This Wicked Fate (This Poison Heart #2)(7)
“Were you able to rest at all?” she asked.
“I—yeah.” It actually felt like my body had completely shut down. I didn’t even remember falling asleep. “What time is it?”
“It’s almost one in the afternoon.”
My heart sputtered. A whole morning gone. “Where is everybody?”
“Marie and Nyx left a little while ago. Marie asked me to tell you she’d be back soon. They had some business to attend to.” Persephone readjusted the table. “I’m clearing out this front room. We thought maybe we could bring in a big table and lay everything out. We’ve done so much work, Briseis. We’ve spent so much time searching for the other pieces already, it might be good for us all to be on the same page.”
“How did the other pieces of the Heart get split up in the first place?” I asked. I needed to put my mind somewhere else, and it seemed like a good place to start. “They were all together at some point, right in the beginning when Medea buried the pieces of her brother.”
Persephone winced.
“I—I’m sorry,” I said quickly, putting my hand on her arm. I had to remind myself that these weren’t just stories. They were a family history—my family history.
Persephone shook her head. “It’s all right. I’m always just a little shaken by the cruelty of what was done to Absyrtus. I’ve seen so much in my life, and still, his death stands among the most violent I’ve ever heard of.”
“It’s awful,” I said. “I hope Jason got what was coming to him.”
“He got to grow old, which feels unfair. But I take comfort knowing he was unhappy and hated by the gods for what he did to Medea. When he was an old man he fell asleep under the mast of the Argo as it rotted away in a shipyard, and it crushed his skull.”
I paused. “Well, damn.”
Persephone smiled like the thought of it was the best thing she’d ever heard of. “I like to imagine he was in agony for some period of time before he actually died.” She shrugged. “Anyway, I’m not entirely sure how all the pieces of the Heart were separated. I know that soon after Medea buried Absyrtus, a piece was taken by a demigod on orders from Jason himself.”
I thought of who in their right mind would or could do something like that. “Who’d he get to do it?”
“You’ve heard of the twelve labors of Hercules?” Persephone asked.
“Um, not really. Is that in the Disney movie?”
Persephone chuckled. “I haven’t seen it. But you’re familiar with Hercules?”
“Yeah.”
“He was given twelve tasks to complete after he killed his wife and children.”
“Hold up,” I said. “He did what now? That’s definitely not in the Disney version.”
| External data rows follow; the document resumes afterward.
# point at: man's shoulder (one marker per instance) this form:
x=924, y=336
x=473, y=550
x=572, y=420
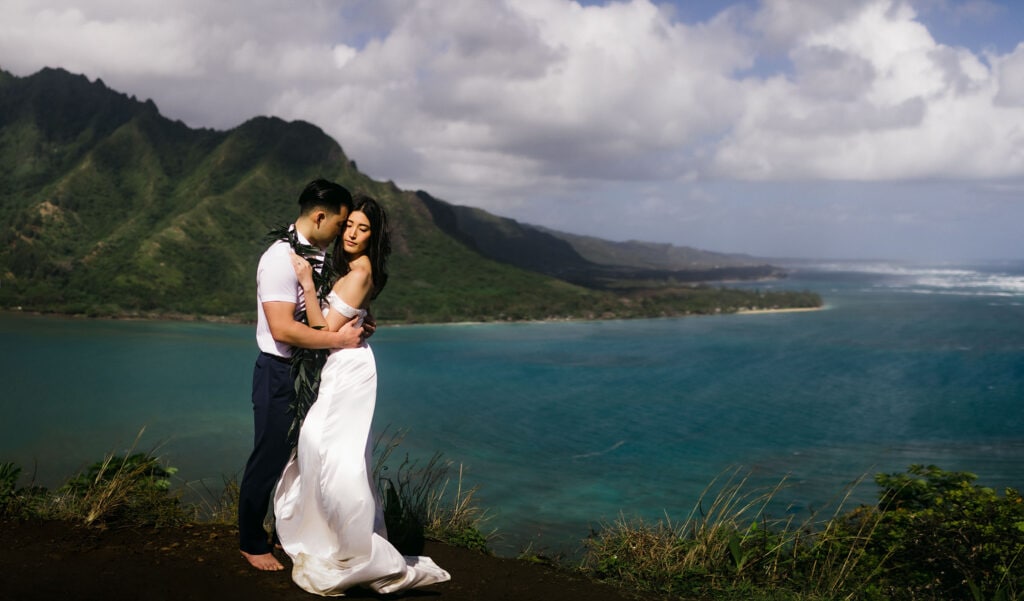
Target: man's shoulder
x=276, y=251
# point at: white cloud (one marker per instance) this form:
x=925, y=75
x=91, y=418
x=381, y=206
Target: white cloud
x=909, y=108
x=513, y=104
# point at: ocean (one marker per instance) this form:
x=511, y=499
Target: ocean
x=564, y=427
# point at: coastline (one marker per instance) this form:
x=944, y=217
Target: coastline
x=181, y=317
x=781, y=310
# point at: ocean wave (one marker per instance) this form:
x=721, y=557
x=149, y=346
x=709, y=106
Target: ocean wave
x=960, y=280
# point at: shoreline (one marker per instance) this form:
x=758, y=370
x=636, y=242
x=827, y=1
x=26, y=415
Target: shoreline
x=782, y=310
x=180, y=317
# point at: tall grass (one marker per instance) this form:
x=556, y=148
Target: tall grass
x=418, y=503
x=730, y=542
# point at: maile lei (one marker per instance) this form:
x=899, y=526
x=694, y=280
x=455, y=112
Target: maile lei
x=306, y=362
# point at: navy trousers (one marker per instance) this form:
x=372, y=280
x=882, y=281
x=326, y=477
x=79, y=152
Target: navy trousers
x=273, y=391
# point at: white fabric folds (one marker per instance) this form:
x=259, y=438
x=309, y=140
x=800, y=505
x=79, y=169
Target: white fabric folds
x=329, y=515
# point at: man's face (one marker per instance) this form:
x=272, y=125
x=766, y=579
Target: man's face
x=330, y=227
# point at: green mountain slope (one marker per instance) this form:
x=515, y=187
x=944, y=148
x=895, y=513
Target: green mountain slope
x=109, y=208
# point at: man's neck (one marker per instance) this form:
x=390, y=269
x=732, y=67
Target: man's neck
x=305, y=228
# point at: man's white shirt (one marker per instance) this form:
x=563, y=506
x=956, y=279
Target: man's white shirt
x=275, y=281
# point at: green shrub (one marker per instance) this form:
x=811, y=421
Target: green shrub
x=945, y=538
x=129, y=490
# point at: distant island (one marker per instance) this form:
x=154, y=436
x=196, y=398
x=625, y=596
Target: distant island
x=110, y=209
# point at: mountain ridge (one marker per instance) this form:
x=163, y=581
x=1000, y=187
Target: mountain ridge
x=109, y=208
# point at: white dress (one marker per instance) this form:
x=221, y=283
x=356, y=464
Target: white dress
x=329, y=515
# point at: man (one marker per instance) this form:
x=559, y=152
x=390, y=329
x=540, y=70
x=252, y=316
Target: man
x=324, y=208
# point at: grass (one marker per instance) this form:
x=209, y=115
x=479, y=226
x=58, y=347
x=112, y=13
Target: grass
x=728, y=547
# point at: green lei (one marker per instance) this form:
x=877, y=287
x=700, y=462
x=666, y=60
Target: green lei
x=306, y=362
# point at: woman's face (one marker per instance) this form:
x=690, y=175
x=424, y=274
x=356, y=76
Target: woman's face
x=357, y=233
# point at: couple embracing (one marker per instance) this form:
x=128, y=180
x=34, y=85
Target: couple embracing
x=328, y=514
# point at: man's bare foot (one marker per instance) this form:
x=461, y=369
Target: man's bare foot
x=264, y=562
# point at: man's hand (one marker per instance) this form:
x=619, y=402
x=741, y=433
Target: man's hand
x=349, y=336
x=369, y=326
x=304, y=271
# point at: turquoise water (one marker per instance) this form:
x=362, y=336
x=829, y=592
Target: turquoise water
x=566, y=425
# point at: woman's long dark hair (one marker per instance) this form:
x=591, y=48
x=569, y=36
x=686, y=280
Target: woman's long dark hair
x=378, y=248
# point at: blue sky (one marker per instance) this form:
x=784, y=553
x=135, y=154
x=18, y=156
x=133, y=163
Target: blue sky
x=779, y=128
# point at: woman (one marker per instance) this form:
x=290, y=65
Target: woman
x=329, y=516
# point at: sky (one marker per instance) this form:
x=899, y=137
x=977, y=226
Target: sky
x=856, y=129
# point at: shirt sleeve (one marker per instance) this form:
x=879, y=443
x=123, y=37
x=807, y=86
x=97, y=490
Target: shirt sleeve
x=275, y=278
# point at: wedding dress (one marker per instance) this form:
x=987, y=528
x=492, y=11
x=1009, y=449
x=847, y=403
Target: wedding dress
x=329, y=514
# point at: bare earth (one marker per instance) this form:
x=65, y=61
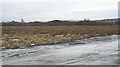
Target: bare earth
x=93, y=51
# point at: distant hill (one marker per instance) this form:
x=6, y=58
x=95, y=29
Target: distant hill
x=64, y=22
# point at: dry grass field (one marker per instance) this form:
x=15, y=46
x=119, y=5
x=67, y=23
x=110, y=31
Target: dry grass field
x=22, y=36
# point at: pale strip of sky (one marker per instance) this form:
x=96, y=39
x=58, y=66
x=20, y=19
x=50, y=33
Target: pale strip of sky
x=45, y=10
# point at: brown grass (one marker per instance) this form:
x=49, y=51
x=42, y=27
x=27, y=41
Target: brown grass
x=19, y=36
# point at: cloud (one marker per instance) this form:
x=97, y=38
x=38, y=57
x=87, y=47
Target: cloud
x=44, y=10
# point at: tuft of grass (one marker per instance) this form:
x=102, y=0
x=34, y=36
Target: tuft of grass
x=23, y=36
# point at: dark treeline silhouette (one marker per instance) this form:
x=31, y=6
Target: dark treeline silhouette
x=60, y=23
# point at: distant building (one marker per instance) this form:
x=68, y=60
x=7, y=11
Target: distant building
x=22, y=21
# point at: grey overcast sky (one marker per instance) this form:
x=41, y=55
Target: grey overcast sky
x=45, y=10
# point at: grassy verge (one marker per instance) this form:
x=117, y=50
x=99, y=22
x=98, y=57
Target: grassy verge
x=22, y=36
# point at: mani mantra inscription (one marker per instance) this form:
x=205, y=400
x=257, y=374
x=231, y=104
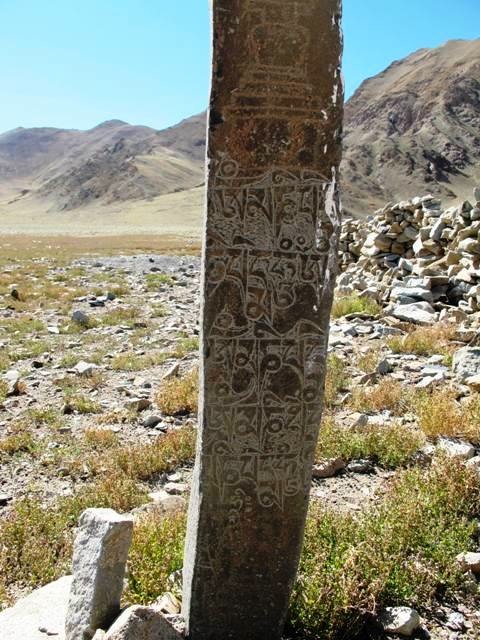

Persephone pushed a heavy side table out of the way with her foot like it was nothing. “I can see why they may have left that part out. But yes. He killed his wife and their children and, as punishment, was given twelve impossible tasks, things like slaying the hydra monster or capturing Cerberus, the three-headed beast that guarded the entrance to the underworld.”
“Yikes,” I said.
“When he completed the twelve labors he hopped on a ship and sailed the world. Want to guess what ship it was?”
I already knew. If Jason had given the order it could only be one ship in particular. “The Argo.”
Persephone nodded. “And who was on that ship accompanying her husband as he pursued the Golden Fleece?”
I stared up at Persephone. “Medea.”
“Precisely,” she said. “Hercules had a front row seat to the chaos that ensued, and after everything was done and Absyrtus was dead in the ground, Jason asked him to do something more absurd than anything he’d done before—steal a piece of another demigod’s body from its final resting place.”
I thought I was over being shocked by the history of this family, but I was wrong.
“And he did it?”
“I’m assuming he did,” Persephone said. “I don’t know how. As for the other pieces, I’m not sure how they came to be separated.”
“But you and Circe found two more of them.”
“It took us years,” Persephone said. “It cost us more than we thought it would.”
I looked into her face and saw the same weariness I’d seen in Circe, but magnified a dozen times over.
“There’s only one piece left now, right?” I asked. “After all this time, we only have one more piece to find.”
“The Mother.”
“The Mother? What’s that?”
“Your mom said you all run a flower shop?” Persephone asked as she walked across the hall.
I tagged along behind her. “Yeah, we do.”
“Do you ever take cuttings from plants to seed others?”
I thought for a moment. “Not really. I mean, I do that on my own sometimes. I can make another plant from any part of the original one.”
She nodded and walked back across the hall and scooped up the chaise. “When Absyrtus went into the ground, his heart, his actual heart, still nestled in his chest, was the first to bloom and produce the heart-shaped plant. It seeded the other parts of his body with that magic, giving us the original six pieces. The Mother is the last and most powerful piece. You’ve seen what the piece we kept here could do. Imagine something a hundred times deadlier.”